The following steps are necessary:

  • Register in uSis/Brightspace;

  • Carefully read the Field School 2 procedures in Brightspace;

  • Find a project in which you can participate;

  • Fill out the official ‘Field School 2 agreement form’ (to be found on Brightspace) with the Field School 2/Internship provider (Party B on the agreement form);

  • Send the filled-out ‘Field School 2 agreement form’ to the appointed region coordinator (see Brightspace; Party A on the agreement form). They will check whether the proposed project is indeed admissible as Field School 2. Arrange for the final approval of your project by the region coordinator no later than:

  • 6 weeks before the start of the project (projects abroad)

  • 2 weeks before the start of the project (projects in the Netherlands)

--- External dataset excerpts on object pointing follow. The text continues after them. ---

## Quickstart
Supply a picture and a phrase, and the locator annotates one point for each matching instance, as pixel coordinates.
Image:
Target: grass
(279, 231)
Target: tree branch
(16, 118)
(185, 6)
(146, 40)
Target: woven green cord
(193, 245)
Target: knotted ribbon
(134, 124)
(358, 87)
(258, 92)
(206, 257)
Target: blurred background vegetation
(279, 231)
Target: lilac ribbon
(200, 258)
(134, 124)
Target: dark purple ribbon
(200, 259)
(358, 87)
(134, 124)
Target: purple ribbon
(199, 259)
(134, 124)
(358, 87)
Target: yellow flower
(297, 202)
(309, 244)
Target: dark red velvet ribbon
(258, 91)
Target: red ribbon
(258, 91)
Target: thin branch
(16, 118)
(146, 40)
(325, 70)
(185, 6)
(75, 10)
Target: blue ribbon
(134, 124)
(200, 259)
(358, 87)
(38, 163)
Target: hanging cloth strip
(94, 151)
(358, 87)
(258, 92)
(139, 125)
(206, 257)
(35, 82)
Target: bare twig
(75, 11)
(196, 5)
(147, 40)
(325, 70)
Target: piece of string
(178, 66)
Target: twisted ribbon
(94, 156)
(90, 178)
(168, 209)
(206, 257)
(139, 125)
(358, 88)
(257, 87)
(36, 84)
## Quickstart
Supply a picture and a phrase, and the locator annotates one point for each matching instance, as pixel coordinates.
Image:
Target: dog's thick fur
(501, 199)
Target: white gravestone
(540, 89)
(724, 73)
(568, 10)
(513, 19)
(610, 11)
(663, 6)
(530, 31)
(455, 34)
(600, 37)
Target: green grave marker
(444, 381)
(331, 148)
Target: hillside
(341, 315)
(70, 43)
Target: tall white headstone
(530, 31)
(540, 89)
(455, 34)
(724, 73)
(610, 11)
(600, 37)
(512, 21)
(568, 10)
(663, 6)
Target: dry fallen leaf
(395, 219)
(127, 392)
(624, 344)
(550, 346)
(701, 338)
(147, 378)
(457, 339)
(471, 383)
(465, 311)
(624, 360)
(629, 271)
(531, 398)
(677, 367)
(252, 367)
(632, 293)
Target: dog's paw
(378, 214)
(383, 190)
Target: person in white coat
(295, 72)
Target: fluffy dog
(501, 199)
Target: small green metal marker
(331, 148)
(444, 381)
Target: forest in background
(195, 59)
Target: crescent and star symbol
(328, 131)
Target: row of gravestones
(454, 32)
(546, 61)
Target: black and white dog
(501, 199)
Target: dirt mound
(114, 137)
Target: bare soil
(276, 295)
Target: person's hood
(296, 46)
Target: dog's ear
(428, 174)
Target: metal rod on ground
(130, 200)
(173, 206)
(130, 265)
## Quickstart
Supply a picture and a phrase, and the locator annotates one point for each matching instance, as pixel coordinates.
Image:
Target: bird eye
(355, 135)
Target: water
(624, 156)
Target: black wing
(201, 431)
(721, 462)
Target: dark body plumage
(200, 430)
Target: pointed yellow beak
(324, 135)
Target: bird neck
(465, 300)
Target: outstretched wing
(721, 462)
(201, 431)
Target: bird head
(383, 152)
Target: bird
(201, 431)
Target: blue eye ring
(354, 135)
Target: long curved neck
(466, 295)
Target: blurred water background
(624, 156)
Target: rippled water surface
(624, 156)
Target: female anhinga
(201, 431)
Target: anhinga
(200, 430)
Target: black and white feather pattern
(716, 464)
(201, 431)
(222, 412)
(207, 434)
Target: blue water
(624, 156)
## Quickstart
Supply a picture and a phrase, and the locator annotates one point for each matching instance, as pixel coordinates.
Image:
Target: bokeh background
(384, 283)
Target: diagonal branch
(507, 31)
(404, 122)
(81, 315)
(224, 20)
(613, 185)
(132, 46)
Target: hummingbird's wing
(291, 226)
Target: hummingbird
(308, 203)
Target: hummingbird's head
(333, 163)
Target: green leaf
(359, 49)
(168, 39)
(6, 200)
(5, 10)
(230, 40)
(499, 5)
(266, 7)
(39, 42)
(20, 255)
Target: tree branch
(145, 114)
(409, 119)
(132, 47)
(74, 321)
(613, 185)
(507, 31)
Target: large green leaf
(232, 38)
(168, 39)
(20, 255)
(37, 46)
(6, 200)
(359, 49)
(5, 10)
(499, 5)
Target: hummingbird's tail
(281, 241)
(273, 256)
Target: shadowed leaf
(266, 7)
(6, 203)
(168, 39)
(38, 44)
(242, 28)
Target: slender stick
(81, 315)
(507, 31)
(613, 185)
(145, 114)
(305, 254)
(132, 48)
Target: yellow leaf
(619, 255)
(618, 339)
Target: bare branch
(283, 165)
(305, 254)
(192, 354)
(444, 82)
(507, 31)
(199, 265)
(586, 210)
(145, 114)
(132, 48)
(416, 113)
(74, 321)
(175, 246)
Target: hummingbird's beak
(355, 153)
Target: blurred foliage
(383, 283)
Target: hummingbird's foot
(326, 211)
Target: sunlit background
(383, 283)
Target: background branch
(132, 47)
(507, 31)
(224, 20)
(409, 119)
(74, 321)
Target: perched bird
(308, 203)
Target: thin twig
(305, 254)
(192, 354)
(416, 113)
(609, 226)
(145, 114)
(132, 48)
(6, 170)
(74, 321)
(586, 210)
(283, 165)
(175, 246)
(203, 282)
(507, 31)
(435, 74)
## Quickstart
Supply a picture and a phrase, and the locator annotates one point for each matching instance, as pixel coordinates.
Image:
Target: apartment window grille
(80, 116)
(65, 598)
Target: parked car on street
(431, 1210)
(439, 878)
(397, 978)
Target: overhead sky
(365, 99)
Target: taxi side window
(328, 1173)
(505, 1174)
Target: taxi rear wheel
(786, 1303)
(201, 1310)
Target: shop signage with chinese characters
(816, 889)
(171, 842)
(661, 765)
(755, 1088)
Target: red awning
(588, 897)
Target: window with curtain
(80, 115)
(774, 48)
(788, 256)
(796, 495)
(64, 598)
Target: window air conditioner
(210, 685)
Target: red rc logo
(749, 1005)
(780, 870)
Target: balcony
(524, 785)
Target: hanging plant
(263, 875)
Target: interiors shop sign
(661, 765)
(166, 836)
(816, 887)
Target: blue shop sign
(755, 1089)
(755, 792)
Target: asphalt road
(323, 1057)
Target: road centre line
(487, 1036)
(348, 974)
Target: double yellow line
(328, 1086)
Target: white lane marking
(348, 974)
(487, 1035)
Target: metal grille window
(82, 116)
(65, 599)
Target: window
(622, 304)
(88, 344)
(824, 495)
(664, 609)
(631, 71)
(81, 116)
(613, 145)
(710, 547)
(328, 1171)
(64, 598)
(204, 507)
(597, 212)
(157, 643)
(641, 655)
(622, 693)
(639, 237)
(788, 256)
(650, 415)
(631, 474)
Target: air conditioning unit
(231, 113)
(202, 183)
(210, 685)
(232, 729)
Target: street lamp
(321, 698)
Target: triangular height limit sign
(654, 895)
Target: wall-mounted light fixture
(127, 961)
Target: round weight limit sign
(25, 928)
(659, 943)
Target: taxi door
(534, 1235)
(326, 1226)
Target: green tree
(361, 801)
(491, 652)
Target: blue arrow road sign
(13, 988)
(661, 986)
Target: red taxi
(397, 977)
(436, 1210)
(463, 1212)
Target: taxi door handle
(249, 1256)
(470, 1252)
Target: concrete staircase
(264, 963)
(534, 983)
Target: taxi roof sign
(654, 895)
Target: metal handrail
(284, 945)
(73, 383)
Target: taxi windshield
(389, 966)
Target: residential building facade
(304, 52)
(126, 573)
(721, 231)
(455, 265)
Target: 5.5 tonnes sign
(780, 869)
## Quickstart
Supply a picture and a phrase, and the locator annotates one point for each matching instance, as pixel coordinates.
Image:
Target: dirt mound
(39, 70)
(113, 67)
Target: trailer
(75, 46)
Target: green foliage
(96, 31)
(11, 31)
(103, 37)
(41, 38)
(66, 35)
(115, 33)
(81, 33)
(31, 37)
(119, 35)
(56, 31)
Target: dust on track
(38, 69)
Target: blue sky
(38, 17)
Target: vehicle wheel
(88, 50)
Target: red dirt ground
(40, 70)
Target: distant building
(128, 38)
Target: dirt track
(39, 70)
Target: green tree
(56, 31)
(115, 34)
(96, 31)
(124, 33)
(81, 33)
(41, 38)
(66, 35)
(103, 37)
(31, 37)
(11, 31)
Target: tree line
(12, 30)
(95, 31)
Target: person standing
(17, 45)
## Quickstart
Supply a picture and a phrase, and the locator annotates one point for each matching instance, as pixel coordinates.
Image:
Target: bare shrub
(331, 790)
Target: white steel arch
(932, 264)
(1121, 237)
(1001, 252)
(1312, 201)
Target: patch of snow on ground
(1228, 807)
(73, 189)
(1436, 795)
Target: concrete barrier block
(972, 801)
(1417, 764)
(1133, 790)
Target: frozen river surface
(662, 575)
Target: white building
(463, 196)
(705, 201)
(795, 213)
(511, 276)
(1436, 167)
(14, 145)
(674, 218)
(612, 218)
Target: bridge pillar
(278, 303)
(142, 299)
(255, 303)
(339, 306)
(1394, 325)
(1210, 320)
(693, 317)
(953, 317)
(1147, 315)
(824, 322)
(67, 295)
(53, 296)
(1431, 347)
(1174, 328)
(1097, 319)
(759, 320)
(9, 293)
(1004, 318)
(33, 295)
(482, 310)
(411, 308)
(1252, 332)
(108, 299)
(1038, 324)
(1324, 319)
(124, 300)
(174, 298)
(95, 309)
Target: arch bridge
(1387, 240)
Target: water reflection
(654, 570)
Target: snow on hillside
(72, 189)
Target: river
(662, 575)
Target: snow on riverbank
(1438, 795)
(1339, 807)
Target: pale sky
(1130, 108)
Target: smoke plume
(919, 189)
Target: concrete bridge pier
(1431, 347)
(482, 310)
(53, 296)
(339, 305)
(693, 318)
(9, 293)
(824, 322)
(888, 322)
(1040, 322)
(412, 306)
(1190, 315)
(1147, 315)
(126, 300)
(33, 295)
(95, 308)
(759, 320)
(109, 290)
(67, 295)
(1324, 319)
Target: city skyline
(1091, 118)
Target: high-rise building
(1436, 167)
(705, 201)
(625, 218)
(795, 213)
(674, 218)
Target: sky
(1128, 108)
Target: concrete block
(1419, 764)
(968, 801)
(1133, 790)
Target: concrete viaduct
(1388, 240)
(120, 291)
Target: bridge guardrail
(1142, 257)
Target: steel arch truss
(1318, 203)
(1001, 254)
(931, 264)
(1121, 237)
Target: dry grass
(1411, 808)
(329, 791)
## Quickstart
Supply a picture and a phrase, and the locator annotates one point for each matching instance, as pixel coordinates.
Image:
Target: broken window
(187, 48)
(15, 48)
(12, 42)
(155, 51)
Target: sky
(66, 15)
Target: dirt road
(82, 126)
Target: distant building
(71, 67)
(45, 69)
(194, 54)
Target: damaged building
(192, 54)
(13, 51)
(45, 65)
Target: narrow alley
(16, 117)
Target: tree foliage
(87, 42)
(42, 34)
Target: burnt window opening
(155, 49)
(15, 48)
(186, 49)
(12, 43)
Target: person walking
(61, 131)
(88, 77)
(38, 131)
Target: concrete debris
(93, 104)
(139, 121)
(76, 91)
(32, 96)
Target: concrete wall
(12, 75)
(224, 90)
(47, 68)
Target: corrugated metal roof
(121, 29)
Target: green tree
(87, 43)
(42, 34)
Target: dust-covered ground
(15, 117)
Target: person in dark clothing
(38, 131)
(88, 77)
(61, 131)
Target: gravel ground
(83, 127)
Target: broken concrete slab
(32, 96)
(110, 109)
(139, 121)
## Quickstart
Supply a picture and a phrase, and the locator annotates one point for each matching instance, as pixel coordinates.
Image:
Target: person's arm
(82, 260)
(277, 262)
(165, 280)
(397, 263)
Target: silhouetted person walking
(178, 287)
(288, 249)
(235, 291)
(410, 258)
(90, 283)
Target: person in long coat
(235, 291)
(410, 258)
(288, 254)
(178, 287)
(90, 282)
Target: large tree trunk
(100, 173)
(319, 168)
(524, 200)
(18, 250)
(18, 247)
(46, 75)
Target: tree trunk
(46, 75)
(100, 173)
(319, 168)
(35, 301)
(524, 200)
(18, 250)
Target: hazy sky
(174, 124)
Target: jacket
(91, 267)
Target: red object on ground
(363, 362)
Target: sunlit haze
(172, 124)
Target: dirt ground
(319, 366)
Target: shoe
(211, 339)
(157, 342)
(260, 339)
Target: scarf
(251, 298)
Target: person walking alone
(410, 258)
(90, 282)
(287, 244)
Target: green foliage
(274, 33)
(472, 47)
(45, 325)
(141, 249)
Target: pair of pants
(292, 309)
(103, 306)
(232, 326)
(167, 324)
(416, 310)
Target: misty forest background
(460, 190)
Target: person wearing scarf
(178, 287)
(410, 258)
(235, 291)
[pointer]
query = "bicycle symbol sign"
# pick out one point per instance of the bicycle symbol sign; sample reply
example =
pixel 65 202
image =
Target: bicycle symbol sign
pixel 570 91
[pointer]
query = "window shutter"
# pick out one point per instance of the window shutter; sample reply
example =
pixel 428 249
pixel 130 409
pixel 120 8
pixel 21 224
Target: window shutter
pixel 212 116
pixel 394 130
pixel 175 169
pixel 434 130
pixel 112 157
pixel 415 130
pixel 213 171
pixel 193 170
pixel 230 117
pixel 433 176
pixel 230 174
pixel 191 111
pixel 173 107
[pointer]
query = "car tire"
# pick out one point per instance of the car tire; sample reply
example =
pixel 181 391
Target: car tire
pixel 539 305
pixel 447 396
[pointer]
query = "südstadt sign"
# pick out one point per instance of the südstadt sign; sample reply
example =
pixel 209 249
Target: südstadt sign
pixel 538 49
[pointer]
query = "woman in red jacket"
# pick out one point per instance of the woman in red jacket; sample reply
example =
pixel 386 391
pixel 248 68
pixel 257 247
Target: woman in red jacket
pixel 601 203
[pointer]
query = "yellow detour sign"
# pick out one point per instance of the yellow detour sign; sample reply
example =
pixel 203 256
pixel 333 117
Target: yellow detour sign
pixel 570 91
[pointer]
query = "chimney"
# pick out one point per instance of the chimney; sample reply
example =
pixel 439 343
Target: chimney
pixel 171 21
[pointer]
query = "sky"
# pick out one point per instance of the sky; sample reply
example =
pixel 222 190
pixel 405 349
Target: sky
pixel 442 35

  • During the project: make daily reports and ask the project leader to fill in the assessment form (to be found on Brightspace);

  • Upload the report within 6 weeks after the last field day.

Course objectives

  • To gain experience in field research and practices relating to heritage in society, including interpretation and reporting of field data;

  • To become experienced in a range of skills or tools relating to anthropological and social science research, museum studies and museum practice, public archaeology, community collaborative research and other heritage work;

  • To know under which circumstances and with what purpose these skills and tools can be applied;

  • To deepen knowledge about research methods and practices in heritage-related fields;

  • To gain more experience in describing ethnographic, social science and museum studies data;

  • Ability to work in a team;

  • To obtain insight into the relationship between the research questions and the chosen research approach;

  • To gain insight in the organisational, legal, logistical, societal and administrative aspects of a research project or organisation;

  • To obtain knowledge of the historical and theoretical context of a research project or organisation;

  • Ability to write a well-structured academic report with a clear research goal and in which the Faculty guidelines are applied;

  • To gain routine and to develop an independent research attitude.


Not applicable.

Mode of instruction

Practical work in the field.

Assessment method

  • A sufficient level of acquired practical skills and the quality of the daily reports. This assessment is partly made by the Field School 2 provider (50%);

  • A report that complies with the Faculty standards of reports. Reports are graded by project leaders of Faculty projects or the internship region coordinator (50%);

A retake is only possible for the report, and only if all other requirements have been met, including handing in the report before the deadline.

The report needs to handed in through Brightspace within 6 weeks after the last field day.

Reading list

To be compiled by the student. It must comprise academic literature.


Enrolment through MyStudymap is mandatory.

General information about registration can be found on the Course and Exam Enrolment page.

All information (costs, registration, entry requirements, etc.) for those who are interested in taking this course as a Contractstudent is on the Contractonderwijs Archeologie webpage (in Dutch).


For more information about this course, please contact dr. M.E. (Martin) Berger (museums) or dr. I.R. (Ian) Simpson (heritage).


  • Compulsory attendance;

  • This course will be taught in both Dutch and English.